The Divinity School Center for Reconciliation and Duke Initiatives in Theology and the Arts co-hosted the Ekklesia Contemporary Ballet at the invitation of Ellen Davis, Ph.D., Amos Ragan Kearns Professor of Bible and Practical Theology, on March 8. The ballet company performed interpretations of Psalms at a Goodson Chapel service and shared insights on the intersection of dance and reconciliation during a lunch discussion.
The performance, titled “Roar of Nations,” was based on renditions of various Psalms on God’s comfort and God’s majesty over the nations. The dances were accompanied by readings in Hebrew by Davis and Laura Lieber, professor of religious studies at Duke University.
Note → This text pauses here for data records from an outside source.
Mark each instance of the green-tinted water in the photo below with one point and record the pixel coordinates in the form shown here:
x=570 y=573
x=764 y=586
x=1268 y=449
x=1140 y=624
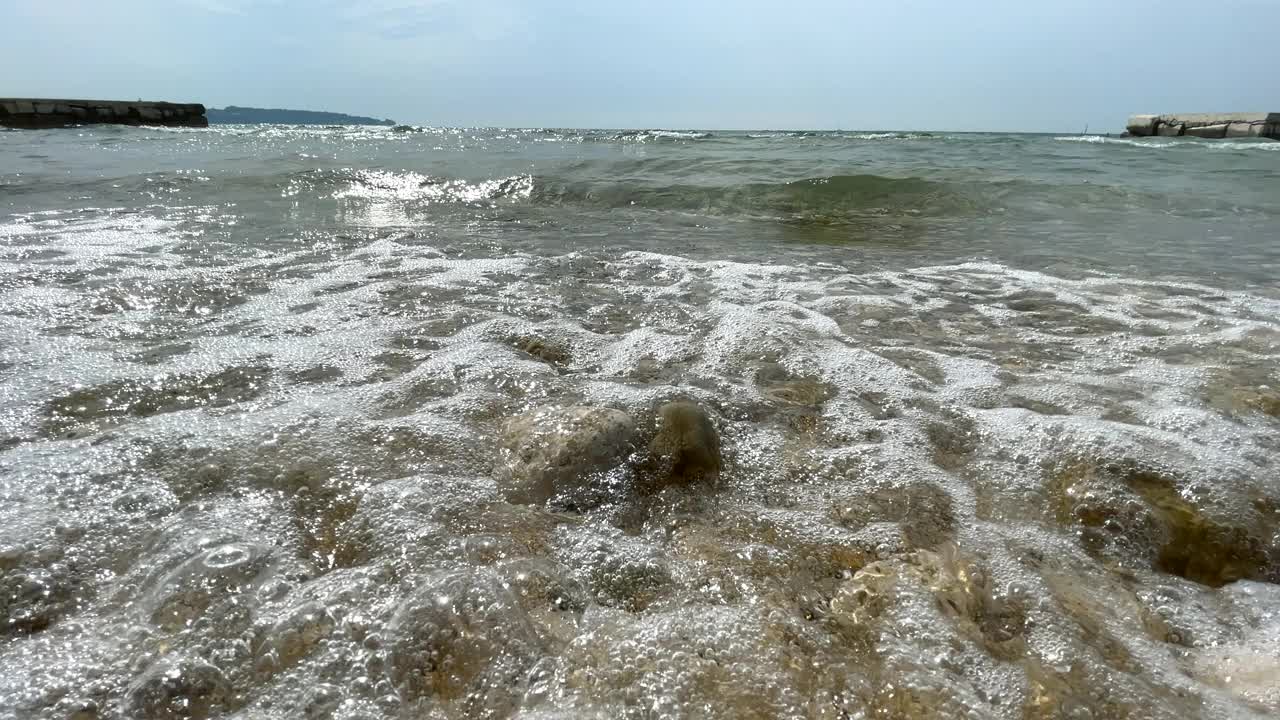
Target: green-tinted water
x=997 y=419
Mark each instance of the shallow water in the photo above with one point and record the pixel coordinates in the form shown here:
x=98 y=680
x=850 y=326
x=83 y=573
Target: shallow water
x=999 y=423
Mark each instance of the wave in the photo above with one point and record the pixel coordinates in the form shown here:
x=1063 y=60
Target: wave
x=652 y=135
x=833 y=199
x=384 y=185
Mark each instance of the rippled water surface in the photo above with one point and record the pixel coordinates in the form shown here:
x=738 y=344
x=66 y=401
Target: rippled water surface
x=997 y=424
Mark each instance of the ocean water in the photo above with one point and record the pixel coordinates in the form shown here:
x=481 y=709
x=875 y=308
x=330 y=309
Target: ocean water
x=999 y=422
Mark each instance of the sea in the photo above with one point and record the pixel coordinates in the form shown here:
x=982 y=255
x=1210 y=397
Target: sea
x=999 y=422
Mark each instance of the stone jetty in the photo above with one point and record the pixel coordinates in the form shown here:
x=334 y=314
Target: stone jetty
x=1207 y=124
x=37 y=113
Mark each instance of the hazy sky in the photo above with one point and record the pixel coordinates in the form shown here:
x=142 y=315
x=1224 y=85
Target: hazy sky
x=903 y=64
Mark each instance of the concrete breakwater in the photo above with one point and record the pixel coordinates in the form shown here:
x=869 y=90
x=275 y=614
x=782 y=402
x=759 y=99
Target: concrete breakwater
x=37 y=113
x=1207 y=124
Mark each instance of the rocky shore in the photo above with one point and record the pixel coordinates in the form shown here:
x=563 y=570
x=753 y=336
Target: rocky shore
x=1212 y=126
x=36 y=113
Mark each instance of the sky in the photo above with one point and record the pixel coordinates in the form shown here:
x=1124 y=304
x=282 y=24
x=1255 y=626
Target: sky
x=709 y=64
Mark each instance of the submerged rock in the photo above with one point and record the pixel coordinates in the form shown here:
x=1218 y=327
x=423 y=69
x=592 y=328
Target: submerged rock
x=462 y=637
x=686 y=449
x=563 y=452
x=179 y=688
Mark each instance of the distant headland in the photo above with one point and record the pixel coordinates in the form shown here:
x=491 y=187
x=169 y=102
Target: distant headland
x=233 y=114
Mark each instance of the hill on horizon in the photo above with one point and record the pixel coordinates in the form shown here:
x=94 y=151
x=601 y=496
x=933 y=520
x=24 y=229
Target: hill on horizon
x=234 y=114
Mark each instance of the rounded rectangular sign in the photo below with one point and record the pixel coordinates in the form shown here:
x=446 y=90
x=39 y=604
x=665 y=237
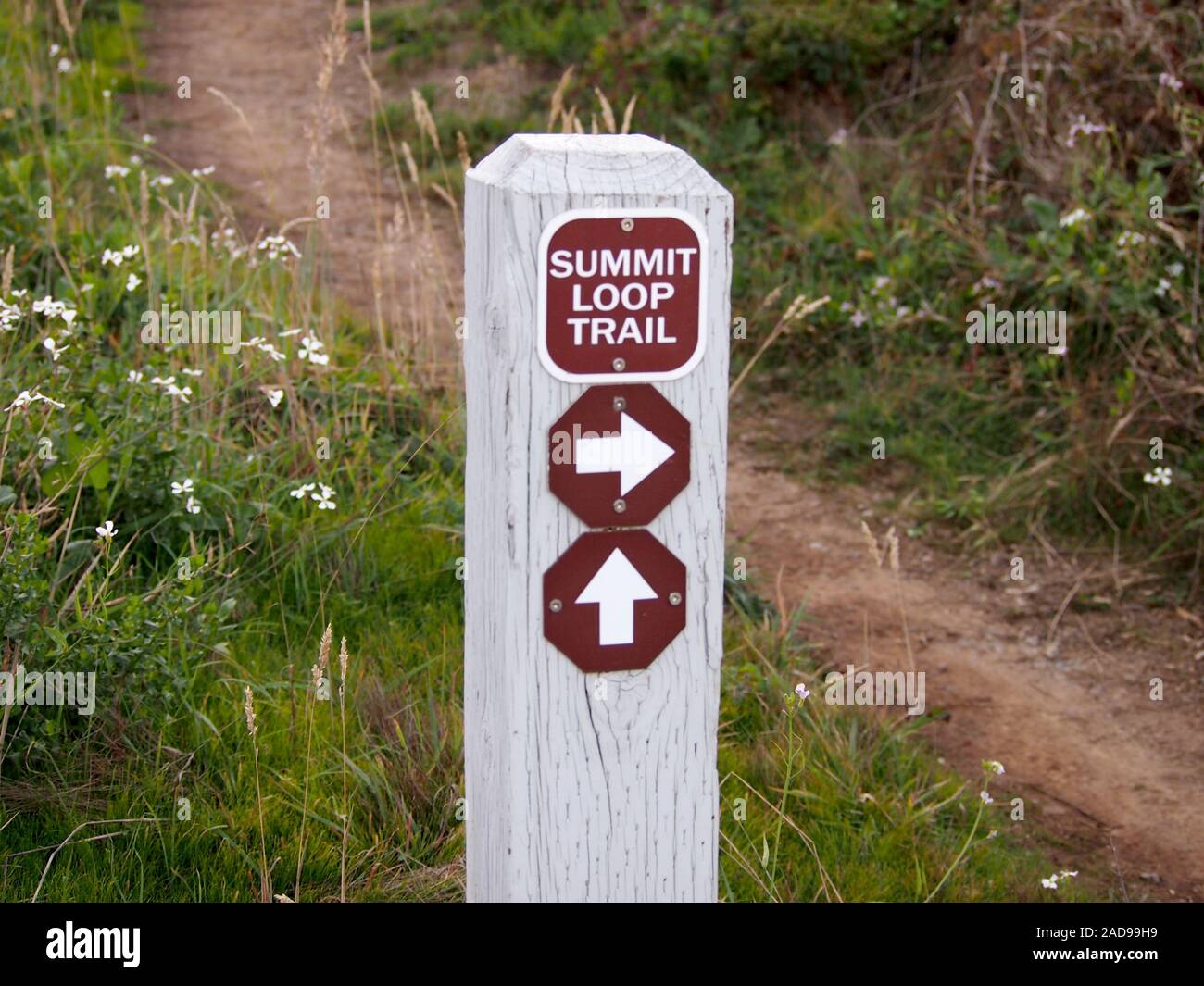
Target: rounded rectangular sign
x=622 y=295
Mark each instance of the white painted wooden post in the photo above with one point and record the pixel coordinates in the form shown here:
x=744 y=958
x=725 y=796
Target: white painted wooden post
x=582 y=786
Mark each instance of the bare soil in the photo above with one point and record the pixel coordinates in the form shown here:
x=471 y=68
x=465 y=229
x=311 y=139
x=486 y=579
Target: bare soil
x=1060 y=696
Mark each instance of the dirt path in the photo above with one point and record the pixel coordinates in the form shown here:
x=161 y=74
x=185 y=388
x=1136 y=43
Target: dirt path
x=1116 y=774
x=1068 y=712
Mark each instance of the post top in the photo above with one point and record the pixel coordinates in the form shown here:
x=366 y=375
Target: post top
x=596 y=164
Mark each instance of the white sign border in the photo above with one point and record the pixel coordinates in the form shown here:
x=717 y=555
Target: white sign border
x=542 y=305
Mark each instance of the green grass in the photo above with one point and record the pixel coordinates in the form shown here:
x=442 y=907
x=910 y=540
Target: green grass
x=1002 y=441
x=164 y=794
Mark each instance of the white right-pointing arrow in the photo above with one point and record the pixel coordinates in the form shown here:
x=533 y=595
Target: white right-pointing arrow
x=634 y=453
x=615 y=588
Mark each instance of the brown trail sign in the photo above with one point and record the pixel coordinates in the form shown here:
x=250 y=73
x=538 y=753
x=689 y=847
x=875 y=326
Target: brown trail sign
x=596 y=277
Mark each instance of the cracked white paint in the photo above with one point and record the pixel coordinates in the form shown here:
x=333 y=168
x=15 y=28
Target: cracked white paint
x=577 y=793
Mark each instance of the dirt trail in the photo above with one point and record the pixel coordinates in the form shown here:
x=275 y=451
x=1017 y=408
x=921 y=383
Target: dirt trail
x=1118 y=776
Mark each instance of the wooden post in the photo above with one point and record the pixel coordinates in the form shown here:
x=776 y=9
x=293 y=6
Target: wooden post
x=583 y=786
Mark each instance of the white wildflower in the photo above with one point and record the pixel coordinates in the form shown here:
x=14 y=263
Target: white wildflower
x=1074 y=218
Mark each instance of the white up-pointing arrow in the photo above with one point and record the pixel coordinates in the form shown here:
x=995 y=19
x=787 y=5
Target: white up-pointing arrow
x=634 y=453
x=614 y=588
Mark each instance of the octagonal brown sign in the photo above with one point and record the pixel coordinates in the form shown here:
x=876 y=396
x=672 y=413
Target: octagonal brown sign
x=619 y=456
x=614 y=601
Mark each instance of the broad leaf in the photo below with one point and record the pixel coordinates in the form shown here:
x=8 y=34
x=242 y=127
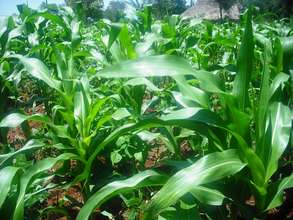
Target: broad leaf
x=208 y=169
x=143 y=179
x=6 y=177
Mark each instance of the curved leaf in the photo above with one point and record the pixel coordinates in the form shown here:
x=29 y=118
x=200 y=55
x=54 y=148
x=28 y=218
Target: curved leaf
x=276 y=190
x=143 y=179
x=208 y=169
x=163 y=65
x=38 y=69
x=15 y=119
x=208 y=196
x=6 y=177
x=31 y=145
x=30 y=174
Kendall Vanderslice, M.T.S. ’19, who is completing a Certificate in Theology and Arts and helped moderate the lunch discussion with Ekklesia, said she first learned to value dance as a form of embodied prayer through her previous dance training. “Dance allows us to express with our bodies what we cannot put into words,” she said. “This is especially important for the church that is often skeptical of bodies.”
The lunch panel explored how dance can lead to a better understanding of the body and how it can inspire reconciliation. Ekklesia Artistic Director Elisa Schroth said their performances is intended to inspire a call to action, whether it’s reconciliation with one another or in the world.
Said Vanderslice, “Reconciliation is not just an abstract form of healing—it involves the need for healing embodied relationships. Art, movement, and dance allow us to re-imagine the relationship of our bodies to one another, to creation, and to God as the reconciled relationships for which we strive.”
Ekklesia is based in Connecticut. Their repertory addresses issues such as poverty, inequality, and human suffering through transformative dance.